(MENAFN - Arab News) Economists have called for establishing a minimum wage policy for both Saudis and expatriates working in the Kingdom.
The latest statistics issued by Hay Group's 2012 Saudi Arabia Compensation and Benefits show that the salary gap between Saudi nationals and expatriates is widening; Saudis receive 17 percent more than the market average, while non-Saudis get four percent below the market average.
A total of 356 companies in 17 industrial sectors were included in the study, which reported that salaries in Saudi Arabia rose by 3.8 percent over the last 12 months.
"The recent increase in salaries in the government sector is normal due to inflation. All countries worldwide are suffering from inflation, while the private sector's employees still suffer from inadequate or below-the-average salaries. The Ministry of Labor has called for a minimum of SR 3,000 to be paid in the private sector, but a majority of companies have not yet followed this decision," said Salem Baajaja, professor of accountancy at Taif University.
He added: "Corporate giants will not be affected negatively by adopting the minimum wage policy where the profits of these companies are around 50 to 60 percent.
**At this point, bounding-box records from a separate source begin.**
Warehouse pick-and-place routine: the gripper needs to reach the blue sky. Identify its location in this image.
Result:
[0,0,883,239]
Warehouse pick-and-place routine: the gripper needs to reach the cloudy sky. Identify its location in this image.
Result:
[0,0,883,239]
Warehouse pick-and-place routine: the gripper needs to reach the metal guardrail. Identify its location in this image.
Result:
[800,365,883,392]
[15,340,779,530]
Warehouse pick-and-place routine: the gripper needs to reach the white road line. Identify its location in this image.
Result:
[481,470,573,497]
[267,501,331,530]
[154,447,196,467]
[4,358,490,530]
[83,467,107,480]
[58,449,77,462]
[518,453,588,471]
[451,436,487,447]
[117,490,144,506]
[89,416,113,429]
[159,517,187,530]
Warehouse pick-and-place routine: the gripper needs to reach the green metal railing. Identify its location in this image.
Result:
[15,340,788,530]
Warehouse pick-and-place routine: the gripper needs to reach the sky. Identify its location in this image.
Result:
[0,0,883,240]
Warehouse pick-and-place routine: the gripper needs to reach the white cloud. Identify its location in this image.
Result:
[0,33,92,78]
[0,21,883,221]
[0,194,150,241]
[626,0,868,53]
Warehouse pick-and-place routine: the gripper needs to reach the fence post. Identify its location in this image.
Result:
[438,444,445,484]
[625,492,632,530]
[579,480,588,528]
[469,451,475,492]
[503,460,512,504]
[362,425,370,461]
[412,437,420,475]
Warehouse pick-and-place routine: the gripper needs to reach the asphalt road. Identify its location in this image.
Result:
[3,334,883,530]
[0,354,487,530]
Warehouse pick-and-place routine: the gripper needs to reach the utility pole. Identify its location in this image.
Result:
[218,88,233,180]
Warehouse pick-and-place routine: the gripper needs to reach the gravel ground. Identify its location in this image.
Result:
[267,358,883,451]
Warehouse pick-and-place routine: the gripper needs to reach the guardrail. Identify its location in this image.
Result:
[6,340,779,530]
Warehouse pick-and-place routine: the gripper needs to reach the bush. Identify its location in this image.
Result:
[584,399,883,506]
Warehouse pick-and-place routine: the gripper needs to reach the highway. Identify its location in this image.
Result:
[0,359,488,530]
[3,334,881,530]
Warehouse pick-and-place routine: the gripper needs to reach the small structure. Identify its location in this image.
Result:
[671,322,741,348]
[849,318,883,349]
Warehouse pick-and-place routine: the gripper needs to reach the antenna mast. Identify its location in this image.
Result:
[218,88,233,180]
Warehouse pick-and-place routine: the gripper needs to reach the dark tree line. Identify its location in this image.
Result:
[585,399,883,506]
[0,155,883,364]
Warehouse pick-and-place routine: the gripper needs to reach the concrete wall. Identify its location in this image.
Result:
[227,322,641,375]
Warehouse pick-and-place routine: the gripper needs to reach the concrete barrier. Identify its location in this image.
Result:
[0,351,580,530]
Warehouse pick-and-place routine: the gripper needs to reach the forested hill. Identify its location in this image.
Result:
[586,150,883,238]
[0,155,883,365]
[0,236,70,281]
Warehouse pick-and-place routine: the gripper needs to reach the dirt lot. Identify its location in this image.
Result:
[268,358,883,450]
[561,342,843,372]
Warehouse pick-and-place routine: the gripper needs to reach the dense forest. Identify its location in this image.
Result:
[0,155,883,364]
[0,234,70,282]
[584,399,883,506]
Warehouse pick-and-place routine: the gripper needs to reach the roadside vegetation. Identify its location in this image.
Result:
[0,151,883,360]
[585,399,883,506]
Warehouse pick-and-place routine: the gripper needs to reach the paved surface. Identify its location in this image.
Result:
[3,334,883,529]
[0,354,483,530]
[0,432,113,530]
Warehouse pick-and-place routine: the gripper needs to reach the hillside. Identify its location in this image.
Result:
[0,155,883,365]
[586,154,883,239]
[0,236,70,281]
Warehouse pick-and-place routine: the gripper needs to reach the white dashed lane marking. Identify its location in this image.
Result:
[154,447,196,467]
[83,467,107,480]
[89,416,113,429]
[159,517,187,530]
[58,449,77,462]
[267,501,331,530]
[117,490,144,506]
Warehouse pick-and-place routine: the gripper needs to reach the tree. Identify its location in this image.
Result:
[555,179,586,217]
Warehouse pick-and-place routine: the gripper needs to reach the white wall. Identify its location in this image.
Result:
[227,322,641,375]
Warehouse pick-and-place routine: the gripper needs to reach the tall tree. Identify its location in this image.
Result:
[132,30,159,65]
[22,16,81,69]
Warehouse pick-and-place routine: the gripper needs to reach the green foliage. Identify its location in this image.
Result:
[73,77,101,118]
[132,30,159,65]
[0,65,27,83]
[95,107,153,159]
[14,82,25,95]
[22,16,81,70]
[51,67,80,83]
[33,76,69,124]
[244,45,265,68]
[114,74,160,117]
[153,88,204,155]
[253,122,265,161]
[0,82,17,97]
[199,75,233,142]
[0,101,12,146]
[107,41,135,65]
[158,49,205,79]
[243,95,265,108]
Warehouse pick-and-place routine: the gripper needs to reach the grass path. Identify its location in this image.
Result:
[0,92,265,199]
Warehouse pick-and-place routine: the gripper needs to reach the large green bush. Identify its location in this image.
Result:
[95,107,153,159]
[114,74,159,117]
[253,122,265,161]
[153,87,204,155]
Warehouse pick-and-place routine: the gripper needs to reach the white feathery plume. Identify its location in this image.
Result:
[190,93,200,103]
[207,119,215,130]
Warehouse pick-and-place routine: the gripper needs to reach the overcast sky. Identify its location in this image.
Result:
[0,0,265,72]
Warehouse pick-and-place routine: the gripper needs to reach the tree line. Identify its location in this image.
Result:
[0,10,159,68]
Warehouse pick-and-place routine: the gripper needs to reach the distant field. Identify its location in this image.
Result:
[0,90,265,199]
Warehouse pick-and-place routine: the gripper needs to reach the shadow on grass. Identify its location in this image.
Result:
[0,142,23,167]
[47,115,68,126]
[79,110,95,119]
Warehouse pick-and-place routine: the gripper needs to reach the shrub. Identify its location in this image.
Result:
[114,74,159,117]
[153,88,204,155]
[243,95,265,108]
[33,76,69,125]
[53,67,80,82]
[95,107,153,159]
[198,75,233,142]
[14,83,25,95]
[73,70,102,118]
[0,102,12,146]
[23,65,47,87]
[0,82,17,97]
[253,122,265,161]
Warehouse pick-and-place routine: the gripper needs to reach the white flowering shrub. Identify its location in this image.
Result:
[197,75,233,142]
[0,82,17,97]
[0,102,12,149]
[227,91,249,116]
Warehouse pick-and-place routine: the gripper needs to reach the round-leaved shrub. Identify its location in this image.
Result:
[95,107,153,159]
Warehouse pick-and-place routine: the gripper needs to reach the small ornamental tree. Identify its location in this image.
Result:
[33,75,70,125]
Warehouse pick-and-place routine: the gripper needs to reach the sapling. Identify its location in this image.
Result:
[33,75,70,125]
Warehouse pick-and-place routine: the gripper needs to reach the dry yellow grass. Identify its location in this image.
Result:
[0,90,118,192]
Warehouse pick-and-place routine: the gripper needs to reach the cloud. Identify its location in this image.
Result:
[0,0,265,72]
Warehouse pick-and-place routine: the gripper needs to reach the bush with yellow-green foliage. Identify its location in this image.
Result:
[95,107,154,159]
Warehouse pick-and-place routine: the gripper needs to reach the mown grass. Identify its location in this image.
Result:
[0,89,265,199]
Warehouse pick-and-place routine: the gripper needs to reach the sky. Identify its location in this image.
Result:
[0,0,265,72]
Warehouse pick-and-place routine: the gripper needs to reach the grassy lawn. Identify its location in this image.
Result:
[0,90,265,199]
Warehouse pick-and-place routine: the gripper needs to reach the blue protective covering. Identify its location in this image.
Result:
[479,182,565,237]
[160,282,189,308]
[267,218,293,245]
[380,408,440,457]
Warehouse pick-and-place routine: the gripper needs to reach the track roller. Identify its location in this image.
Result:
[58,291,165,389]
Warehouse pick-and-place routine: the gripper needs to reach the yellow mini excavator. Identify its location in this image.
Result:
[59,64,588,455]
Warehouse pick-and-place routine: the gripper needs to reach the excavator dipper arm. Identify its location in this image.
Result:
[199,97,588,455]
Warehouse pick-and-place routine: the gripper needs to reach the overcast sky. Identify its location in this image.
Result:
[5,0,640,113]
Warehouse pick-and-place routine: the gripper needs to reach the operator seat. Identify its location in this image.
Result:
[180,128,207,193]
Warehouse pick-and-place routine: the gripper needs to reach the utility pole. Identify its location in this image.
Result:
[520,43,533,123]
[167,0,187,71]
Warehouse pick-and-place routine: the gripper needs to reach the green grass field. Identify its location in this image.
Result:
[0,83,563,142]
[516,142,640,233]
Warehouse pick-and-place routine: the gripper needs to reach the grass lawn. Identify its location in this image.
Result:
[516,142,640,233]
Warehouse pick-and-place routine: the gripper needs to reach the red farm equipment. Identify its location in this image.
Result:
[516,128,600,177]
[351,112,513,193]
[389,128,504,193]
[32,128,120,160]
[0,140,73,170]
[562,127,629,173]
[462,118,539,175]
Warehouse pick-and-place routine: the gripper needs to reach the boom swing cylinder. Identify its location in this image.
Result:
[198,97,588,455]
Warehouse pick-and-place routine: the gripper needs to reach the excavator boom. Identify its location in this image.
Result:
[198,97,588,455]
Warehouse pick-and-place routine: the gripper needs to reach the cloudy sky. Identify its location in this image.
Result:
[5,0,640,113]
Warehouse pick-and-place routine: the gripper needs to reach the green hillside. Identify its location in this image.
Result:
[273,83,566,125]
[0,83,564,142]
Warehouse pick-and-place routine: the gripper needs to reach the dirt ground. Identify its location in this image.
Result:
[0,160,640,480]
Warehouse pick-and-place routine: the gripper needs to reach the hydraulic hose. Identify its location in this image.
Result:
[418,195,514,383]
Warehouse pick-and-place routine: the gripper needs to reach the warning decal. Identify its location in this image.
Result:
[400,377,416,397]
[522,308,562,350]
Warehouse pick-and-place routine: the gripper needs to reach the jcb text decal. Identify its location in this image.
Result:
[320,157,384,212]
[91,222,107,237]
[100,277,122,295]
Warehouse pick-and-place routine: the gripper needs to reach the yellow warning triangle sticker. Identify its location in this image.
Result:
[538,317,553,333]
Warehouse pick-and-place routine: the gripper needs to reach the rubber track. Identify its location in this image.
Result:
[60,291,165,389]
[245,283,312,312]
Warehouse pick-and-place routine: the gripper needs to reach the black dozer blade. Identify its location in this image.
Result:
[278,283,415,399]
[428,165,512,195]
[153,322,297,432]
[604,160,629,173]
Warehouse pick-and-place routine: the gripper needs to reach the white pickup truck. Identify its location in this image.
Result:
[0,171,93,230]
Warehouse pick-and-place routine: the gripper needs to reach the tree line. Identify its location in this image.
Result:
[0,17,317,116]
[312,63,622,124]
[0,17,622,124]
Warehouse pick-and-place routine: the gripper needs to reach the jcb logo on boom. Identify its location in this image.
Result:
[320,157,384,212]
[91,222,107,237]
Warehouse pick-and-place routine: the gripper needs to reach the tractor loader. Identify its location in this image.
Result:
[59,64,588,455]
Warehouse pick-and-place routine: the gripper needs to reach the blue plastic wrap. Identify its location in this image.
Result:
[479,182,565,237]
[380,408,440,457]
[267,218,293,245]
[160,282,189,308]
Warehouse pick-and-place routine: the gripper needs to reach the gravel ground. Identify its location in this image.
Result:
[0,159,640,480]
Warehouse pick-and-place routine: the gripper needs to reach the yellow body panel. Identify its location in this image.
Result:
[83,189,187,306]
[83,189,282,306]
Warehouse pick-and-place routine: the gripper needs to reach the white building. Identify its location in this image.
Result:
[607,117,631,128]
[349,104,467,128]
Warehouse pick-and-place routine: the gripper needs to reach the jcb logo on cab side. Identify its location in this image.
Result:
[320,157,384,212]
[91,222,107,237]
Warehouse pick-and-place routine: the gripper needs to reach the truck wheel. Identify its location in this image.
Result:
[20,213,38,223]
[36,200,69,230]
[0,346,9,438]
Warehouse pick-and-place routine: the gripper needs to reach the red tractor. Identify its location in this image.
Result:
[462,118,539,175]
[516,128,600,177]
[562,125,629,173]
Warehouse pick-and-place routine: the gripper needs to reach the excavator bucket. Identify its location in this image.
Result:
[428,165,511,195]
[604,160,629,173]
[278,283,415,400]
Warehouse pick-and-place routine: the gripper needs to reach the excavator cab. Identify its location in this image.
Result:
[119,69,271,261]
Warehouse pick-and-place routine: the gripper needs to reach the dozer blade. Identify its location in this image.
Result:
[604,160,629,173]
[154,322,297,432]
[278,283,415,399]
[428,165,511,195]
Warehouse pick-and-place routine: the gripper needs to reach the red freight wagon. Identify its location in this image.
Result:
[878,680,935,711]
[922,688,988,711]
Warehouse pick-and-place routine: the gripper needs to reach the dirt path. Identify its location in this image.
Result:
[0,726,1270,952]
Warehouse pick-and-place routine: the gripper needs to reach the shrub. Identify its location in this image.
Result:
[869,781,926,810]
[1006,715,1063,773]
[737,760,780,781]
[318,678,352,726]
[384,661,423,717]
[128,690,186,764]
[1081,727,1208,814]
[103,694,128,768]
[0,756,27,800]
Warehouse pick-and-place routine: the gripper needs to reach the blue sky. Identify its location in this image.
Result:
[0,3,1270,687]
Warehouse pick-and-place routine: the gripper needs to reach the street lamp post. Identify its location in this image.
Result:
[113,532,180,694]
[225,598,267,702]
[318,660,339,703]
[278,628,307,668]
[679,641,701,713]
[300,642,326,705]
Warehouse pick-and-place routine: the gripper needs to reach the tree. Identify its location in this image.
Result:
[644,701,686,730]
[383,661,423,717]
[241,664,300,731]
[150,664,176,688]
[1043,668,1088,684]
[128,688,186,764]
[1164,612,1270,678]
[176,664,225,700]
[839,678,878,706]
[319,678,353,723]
Small companies, on the other hand, stand to be adversely impacted by the minimum wage implementation. Private sector organizations are currently recruiting more nationals, especially after the launching of the Nitaqat program. There is no doubt that the recruitment of Saudis will force companies to pay higher salaries, especially where there is a big variation in the minimum wages of Saudis and expatriate workers," he said.
According to Baajaja, the widening gap between the salaries of nationals and expatriates should be narrowed, or even disappear.
"Increasing minimum wages is always needed due to inflation. As both Saudis and expatriate employees are suffering from inflation, minimum wages of both nationalities and expatriates have to be increased. Secondly, the newly hired nationals are receiving the largest pay increases, and the third trend is an increase in the proportion of salary that is a performance-based bonus," he said.
Baajaja added that the gap between the salaries of nationals and expatriates is likely to continue to increase.
"The widening of this gap can be attributed to a combination of the efforts of Nitaqat and a talent shortage in certain functions and industries. In 2013, we expect to see more demand for nationals with specialist skills such as finance, IT, HR, engineering and production. Fifty-one percent of our participating companies told us there is a scarcity of candidates," he said.
Abdulwahab Al-Gahtani, professor at the faculty of strategic management and human resources management at King Fahd University of Petroleum and Minerals, said the minimum wage issue in the Kingdom should be tackled urgently for many reasons.
"The most obvious reason is that Saudi Arabia is a signatory member country of the International Labor Organization's (ILO's) agreements on many labor issues. Therefore, it must adhere to all of the signed agreements. The labor market in Saudi Arabia is not well regulated for pay and working hours and so many Saudi and expatriate workers are exploited with low pay and long working hours," he said.
He added: "The increase in pay for Saudis will encourage the localization of employment which will enhance the Saudi government plans to localize jobs in order to gradually replace expatriates with Saudis. Therefore, the private sector also will have to employ Saudis in the long run."
Unfortunately, private sector companies are taking the advantage of the absence of a well-established minimum wage policy in the Kingdom to employ expatriates, he said.
"The government must bridge the wage gap between Saudis and expatriates for fairness and success of Saudization. Employment of Saudis and expatriates must be based on the labor market supply and demand," he said.
According to Al-Gahtani, the global economic indicators show that inflation is continuously on the rise.
"Both Saudis and expatriates are affected by inflation in the Kingdom and thus the government is advised to periodically revisit the minimum wage to reflect inflation in Saudi Arabia. We expect that minimum wages in Saudi Arabia should increase in the coming years as a result of increasing inflation," he added.
Turki Fadak, a financial analyst, stated that establishing a minimum wage for employees of the private sector depends on forces of supply and demand, which will affect the sector negatively. "Such a step will reduce the average wages, reduce employment in low-wage industries such as retail, and will hurt the low-paid unskilled employees," he said.
"The private sector has been unable to adopt the minimum wage policy and will never do that," Fadak added.